Après ces instants gourmands, André et Patrick se baladent sur la Promenade du pont sept. Elle se limite au flanc du navire. La possibilité d’effectuer une rotation complète est inexistante. De plus, elle est bordée de canots de sauvetages qui obstruent la vue sur la mer tout en diminuant la largeur du passage. De par sa conception peu attrayante, elle est quasi déserte. Quelques fumeurs viennent allumer une cigarette. Le côté bâbord est similaire à celui tribord. A la poupe, une ouverture cintrée de faible hauteur offre une vision limitée qui permet toutefois d’observer l’écume laissée par le navire. A la proue, la vue est borgne ; la partie accessible se termine dans une coursive en angle arrondi.
Satisfaits malgré tout de cette petite marche, André et Patrick retournent en cabine. André œuvre sur l’ordinateur et Patrick se rend à quinze heures au théâtre pour une nouvelle conférence. Après seize heures trente, une pause boisson chaude se déroule sur le pont piscine. En fin d’après-midi, Patrick termine sur le Kindle le livre Le Maître et Marguerite de Mikhaïl Boulgakov.
Lors du dîner au buffet après dix-huit heures, Patrick récidive agréablement avec un veggie burger, des frites et quelques wraps végétariens. André jeûne.
La soirée au théâtre commence à dix-neuf heures. Jimmy présente succinctement en cinq langues le spectacle Totem. Il commence au Far West avec le clin d’œil musical du film Retour vers le futur. Il se termine avec du french cancan, au Moulin Rouge selon l’accroche de Jimmy. Patrick admire la veste du chanteur Emmanuel. André trouve les costumes de l’ouest fades et lourdaud sur les membres de la troupe du navire qui évoluent parfois avec peine engoncés dans leurs tenues. Il faut attendre la fin du show pour voir les couleurs arriver, avec les nuances de rouge principalement.

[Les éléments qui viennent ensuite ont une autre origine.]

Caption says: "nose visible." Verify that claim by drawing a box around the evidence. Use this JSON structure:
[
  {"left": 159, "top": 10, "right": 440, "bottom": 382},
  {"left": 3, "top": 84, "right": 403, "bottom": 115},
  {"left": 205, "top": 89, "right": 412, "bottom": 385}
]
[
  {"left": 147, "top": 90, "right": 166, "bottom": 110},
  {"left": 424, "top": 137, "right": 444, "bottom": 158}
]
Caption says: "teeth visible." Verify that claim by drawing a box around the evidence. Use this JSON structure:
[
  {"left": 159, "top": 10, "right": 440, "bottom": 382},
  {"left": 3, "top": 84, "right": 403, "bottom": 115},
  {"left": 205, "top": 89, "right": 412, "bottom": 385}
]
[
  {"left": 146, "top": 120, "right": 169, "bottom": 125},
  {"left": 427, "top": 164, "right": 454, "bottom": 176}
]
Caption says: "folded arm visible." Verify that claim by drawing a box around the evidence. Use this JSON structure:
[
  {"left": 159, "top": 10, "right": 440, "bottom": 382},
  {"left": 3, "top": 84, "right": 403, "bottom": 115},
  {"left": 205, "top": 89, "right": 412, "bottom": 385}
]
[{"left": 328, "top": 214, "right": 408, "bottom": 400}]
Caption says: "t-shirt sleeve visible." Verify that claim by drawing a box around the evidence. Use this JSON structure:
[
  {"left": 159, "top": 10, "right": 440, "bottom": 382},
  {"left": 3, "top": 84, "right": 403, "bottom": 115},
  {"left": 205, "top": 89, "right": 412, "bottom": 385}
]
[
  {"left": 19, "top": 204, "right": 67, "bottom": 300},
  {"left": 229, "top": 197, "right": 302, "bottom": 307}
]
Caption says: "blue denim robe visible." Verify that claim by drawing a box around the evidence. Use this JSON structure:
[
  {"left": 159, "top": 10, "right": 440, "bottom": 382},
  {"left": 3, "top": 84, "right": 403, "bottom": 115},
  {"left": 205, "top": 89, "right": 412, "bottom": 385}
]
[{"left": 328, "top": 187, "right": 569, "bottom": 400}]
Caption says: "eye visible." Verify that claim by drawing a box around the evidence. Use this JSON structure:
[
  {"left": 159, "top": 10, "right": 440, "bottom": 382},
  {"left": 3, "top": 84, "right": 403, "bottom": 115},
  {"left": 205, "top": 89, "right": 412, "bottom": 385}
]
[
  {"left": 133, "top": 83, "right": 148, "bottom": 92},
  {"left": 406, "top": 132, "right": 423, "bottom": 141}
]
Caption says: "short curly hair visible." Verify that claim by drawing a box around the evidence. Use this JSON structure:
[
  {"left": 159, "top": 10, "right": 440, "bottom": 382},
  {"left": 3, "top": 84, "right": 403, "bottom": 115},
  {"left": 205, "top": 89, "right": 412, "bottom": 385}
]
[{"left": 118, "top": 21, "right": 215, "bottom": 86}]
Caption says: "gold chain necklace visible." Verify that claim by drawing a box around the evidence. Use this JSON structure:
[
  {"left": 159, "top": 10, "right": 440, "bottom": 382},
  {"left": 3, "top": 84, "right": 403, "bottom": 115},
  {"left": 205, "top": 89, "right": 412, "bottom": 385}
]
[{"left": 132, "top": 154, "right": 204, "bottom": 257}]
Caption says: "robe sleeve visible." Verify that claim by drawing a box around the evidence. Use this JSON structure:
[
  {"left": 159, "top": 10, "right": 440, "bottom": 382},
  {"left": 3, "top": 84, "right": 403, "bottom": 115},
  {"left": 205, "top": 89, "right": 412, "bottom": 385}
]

Avant de rejoindre Morphée pour la nuit, les aiguilles de l’horloge sont reculées de soixante minutes. Demain le décalage avec la France sera d’une heure…














Poisson d’avril sur le MSC Fantasia

Ce matin, le directeur de croisière nous réveille en plein matin pour nous que le navire doit effectuer un grand tour. En effet, un immense iceberg barre la route vers la mer rouge. Nous voyons des pingouins, avec leur costume blanc et noir, prendre un bain de soleil ravis d’être aussi loin de l’Antarctique. Sous le soleil d’Arabie, le bloc de glace font à grande vitesse. Le directeur de croisière nous assure qu’un navire de garde côte Omanais va prendre en charge les animaux qui ne sont pas habituer aux températures aussi chaudes. Une pommade spéciale leur sera appliquée pour éviter les coups de soleil.